Migraine is a common, little understood, and debilitating disease. It is much more prominent in women than in men (~2/3 are women) but the reasons for female preponderance are not clear. Migraineurs frequently experience severe comorbidities, such as allergies, depression, irritable bowel syndrome, and others; many of the comorbidities are more common in females. Current treatments for migraine are not gender specific, and rarely are migraine and its comorbidities considered and treated by the same specialist. Thus, migraine treatments represent a huge unmet medical need, which will only be addressed with greater understanding of its underlying pathophysiology. We discuss the current knowledge about sex differences in migraine and its comorbidities, and focus on the potential role of mast cells (MCs) in both. Sex-based differences in pain recognition and drug responses, fluid balance, and the blood-brain barrier are recognized but their impact on migraine is not well studied. Furthermore, MCs are well recognized for their prominent role in allergies but much less is known about their contributions to pain pathways in general and migraine specifically. MC-neuron bidirectional communication uniquely positions these cells as potential initiators and/or perpetuators of pain.
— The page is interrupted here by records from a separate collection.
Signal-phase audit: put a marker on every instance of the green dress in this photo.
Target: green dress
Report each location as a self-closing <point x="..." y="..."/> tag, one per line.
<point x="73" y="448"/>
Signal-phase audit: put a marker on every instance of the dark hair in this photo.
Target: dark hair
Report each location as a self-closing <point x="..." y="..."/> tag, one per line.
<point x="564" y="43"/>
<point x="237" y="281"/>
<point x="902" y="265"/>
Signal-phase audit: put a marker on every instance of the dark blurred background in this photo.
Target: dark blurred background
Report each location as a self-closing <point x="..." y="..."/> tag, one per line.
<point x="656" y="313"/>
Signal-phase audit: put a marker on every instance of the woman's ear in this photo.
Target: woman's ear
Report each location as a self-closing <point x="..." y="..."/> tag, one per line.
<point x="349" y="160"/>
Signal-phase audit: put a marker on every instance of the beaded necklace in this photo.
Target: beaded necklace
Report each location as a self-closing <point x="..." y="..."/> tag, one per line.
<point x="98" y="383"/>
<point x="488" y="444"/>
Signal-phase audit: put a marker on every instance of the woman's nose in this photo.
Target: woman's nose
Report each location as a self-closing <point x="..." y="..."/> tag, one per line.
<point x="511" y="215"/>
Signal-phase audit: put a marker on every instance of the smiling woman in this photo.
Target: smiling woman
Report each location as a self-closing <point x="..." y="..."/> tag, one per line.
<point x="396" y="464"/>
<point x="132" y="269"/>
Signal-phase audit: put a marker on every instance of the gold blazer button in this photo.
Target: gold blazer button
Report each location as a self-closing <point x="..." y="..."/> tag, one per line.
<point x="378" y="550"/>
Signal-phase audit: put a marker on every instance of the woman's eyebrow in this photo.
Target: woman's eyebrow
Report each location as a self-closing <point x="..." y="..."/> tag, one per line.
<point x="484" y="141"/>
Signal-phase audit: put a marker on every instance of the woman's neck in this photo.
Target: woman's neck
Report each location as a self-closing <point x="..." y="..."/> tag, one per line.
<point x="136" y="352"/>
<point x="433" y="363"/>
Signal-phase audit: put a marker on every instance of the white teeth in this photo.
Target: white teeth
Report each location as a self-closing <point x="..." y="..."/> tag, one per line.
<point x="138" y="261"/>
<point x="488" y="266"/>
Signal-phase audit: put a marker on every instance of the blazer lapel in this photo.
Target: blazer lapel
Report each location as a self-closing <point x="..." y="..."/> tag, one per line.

MCs can secrete nociceptor sensitizing and activating agents, such as serotonin, prostaglandins, histamine, and proteolytic enzymes that can also activate the pain-mediating transient receptor potential vanilloid channels. MCs express receptors for both estrogen and progesterone that induce degranulation upon binding. Furthermore, environmental estrogens, such as Bisphenol A, activate MCs in preclinical models but their impact on pain pathways or migraine is understudied. We hope that this discussion will encourage scientists and physicians alike to bridge the knowledge gaps linking sex, MCs, and migraine to develop better, more comprehensive treatments for migraine patients.
偏头痛是一种常见但了解甚少且使人虚弱的疾病。女性患者比男性患者更为突出(约三分之二为女性),但其女性居多的原因尚不清楚。偏头痛患者经常伴有严重的合并症,如过敏、抑郁、肠易激综合征等;其中许多合并症在女性中更为常见。目前针对偏头痛的治疗并非针对性别,而且偏头痛及其合并症很少由同一位专科医生进行诊断和治疗。因此,偏头痛的治疗存在巨大的未满足医疗需求,只有更深入地了解其潜在的病理生理学才能解决这一问题。我们讨论了目前关于偏头痛及其合并症性别差异的知识,并重点关注肥大细胞在两者中的潜在作用。基于性别的疼痛识别、药物反应、体液平衡和血脑屏障差异已得到认可,但它们对偏头痛的影响尚未得到充分研究。此外,肥大细胞在过敏中的突出作用已广为人知,但它们对一般疼痛通路尤其是偏头痛的贡献却知之甚少。肥大细胞与神经元之间的双向通讯使这些细胞成为疼痛的潜在引发者和/或维持者。肥大细胞可以分泌伤害感受器致敏和激活剂,如血清素、前列腺素、组胺和蛋白水解酶,这些物质也可以激活介导疼痛的瞬时受体电位香草酸通道。肥大细胞表达雌激素和孕激素的受体,结合后会诱导脱颗粒。此外,环境雌激素,如双酚A,在临床前模型中可激活肥大细胞,但其对疼痛通路或偏头痛的影响尚未得到充分研究。我们希望这次讨论能够鼓励科学家和医生填补将性别、肥大细胞和偏头痛联系起来的知识空白,从而为偏头痛患者开发出更好、更全面的治疗方法。